My father is an engineer, and says, if they do exist, with what he notices of their behavior, they are not of an other world. He does not say there is not life on other worlds. Only, these are not from the other world.

Instead, he says it could be us. Because of the physics, he says, it is more plausible they are simple dimensional craft from our very own far, far  future, returning to study and and influence our present day. Those explaining their strange pattern of flying and appearing during this or that event, such as earthquake, volcano, storm....etc.


----------



## Hypes (Aug 6, 2004)

Quantum physics, you mean?
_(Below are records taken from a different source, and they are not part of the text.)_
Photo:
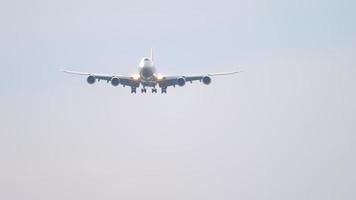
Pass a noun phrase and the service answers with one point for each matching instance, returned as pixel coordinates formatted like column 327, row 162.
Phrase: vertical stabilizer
column 151, row 54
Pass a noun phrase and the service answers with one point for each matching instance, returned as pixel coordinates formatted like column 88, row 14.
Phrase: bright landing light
column 159, row 76
column 136, row 76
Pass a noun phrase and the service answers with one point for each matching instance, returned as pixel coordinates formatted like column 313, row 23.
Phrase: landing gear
column 133, row 90
column 164, row 90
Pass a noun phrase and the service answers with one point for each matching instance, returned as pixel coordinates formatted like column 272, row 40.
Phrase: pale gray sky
column 283, row 129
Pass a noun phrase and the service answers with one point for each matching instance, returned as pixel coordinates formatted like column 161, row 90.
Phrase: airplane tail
column 151, row 54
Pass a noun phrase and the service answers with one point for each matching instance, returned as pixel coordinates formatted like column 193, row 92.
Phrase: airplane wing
column 167, row 81
column 131, row 81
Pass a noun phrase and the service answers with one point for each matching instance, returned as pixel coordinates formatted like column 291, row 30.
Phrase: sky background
column 283, row 129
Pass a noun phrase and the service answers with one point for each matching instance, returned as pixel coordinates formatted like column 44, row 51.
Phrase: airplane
column 148, row 77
Glitches in the space/time continuum, and objects/evens leaking through between parallel universes?

Your second paragraph doesn't make any sense at all - could you elaborate?

Having observed Aurora Borealis in person, I am a bit sceptical to the origin of these 'floating lights'. Because most likely that's all they are. Combusting particles incinerating in the atmosphere. It's a pretty widespread phenomenon.


----------



## Cricket (Aug 6, 2004)

He says if you are going to believe that UFO have actually travelled from other stars, it is easier to believe they are simply the observer, people that is, from our own distant future. They are coming to observe from perhaps thousands of years distant.
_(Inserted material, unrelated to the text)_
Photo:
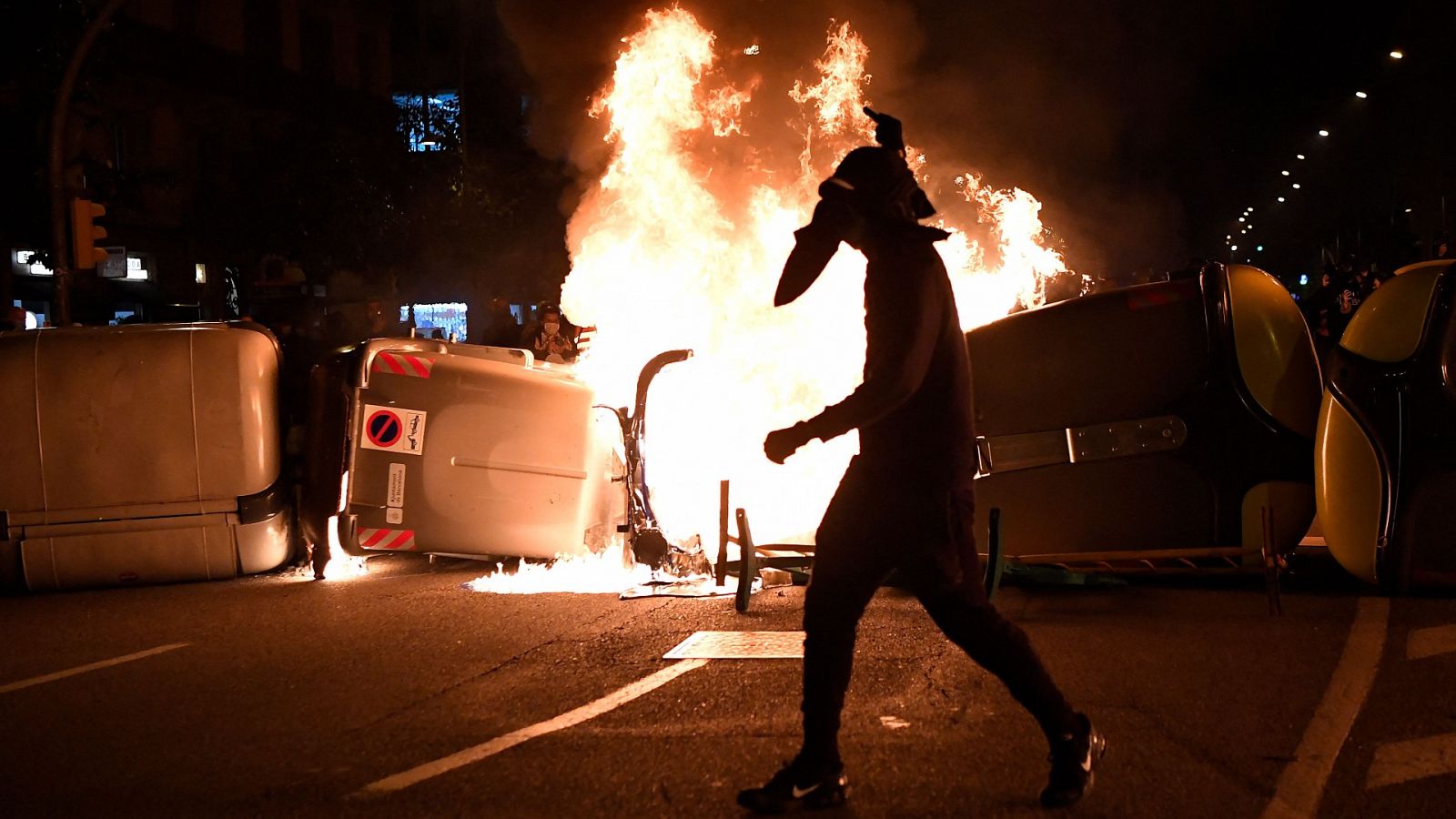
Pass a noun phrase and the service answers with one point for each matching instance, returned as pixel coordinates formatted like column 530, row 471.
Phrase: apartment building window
column 430, row 121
Or, they are beings that simply live amongst us, and have always lived amongst us. Sometimes we call them demons, sometimes the fairy, and other times this or that. Like the dolphin, who has no concept of thinking that humans are smarter than they are, or, are the superior beings, we might pass off these contacts with these UFO in the same way any less intelligent being may have of us. It is the truly strange experience, which may in fact have so logical the explanation, one right before our eyes, he says. They live here with us, and have always lived here. He says he is surprised that people interested in this topic have not looked in this direction for answers.

Do apes and dolphins have abduction stories from their experiences at the zoo? Yet, we live amongst them. They pay us little mind otherwise I do believe.


----------



## Hypes (Aug 6, 2004)

Thousand years distant, yes, that may very well be the case as in such even, we are likely to have discovered how to travel at faster-than-light speeds and with this, gained the ability to move through time.
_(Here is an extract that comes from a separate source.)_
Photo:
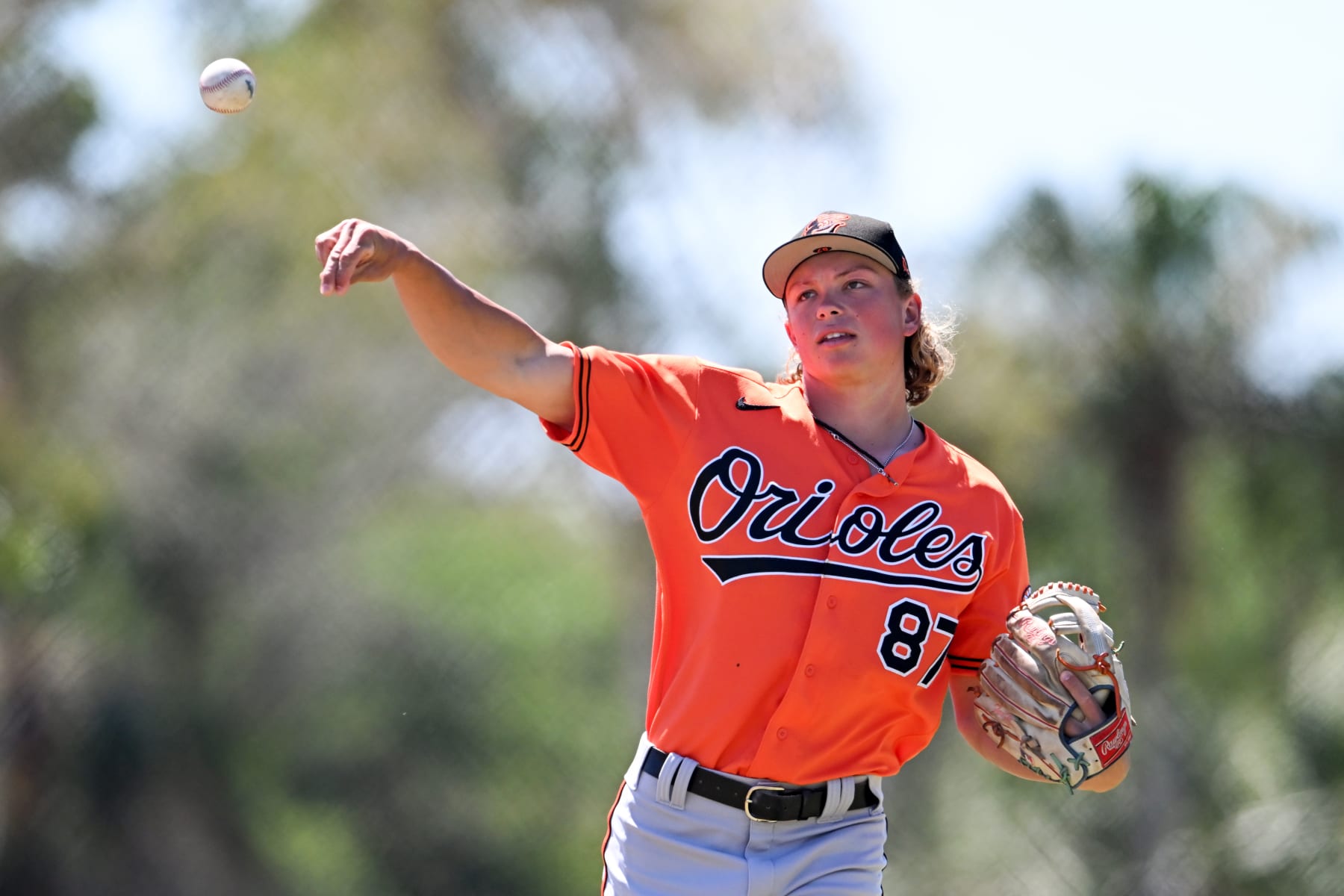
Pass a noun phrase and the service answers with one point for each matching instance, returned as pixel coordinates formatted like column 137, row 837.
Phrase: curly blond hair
column 929, row 356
Or, as you say, they are to us, as we are to dolphins or other lower forms of life? Curious analogy, though I would think dolphins and simians interact with us as we interact with them. Mutual acceptance that we are both lifeforms, sharing the same planet.


----------



## Hypes (Aug 6, 2004)

Don't mind the above post. I have up on it half-way through, but submitted ut by accident.


----------



## PERCON (May 18, 2005)

Hi everyone, an amazingly brief answer from me who usually rambles on and on and on and on and on (I'll stop that now).

Do aliens exsist = YES
Will we ever find them = NO

Reason why= Universe is bigger than our brains can every think of understanding, we're not that special, we're alone in a dark place waiting to be found, not going out to find and that's the problem!  

_PERCON_


----------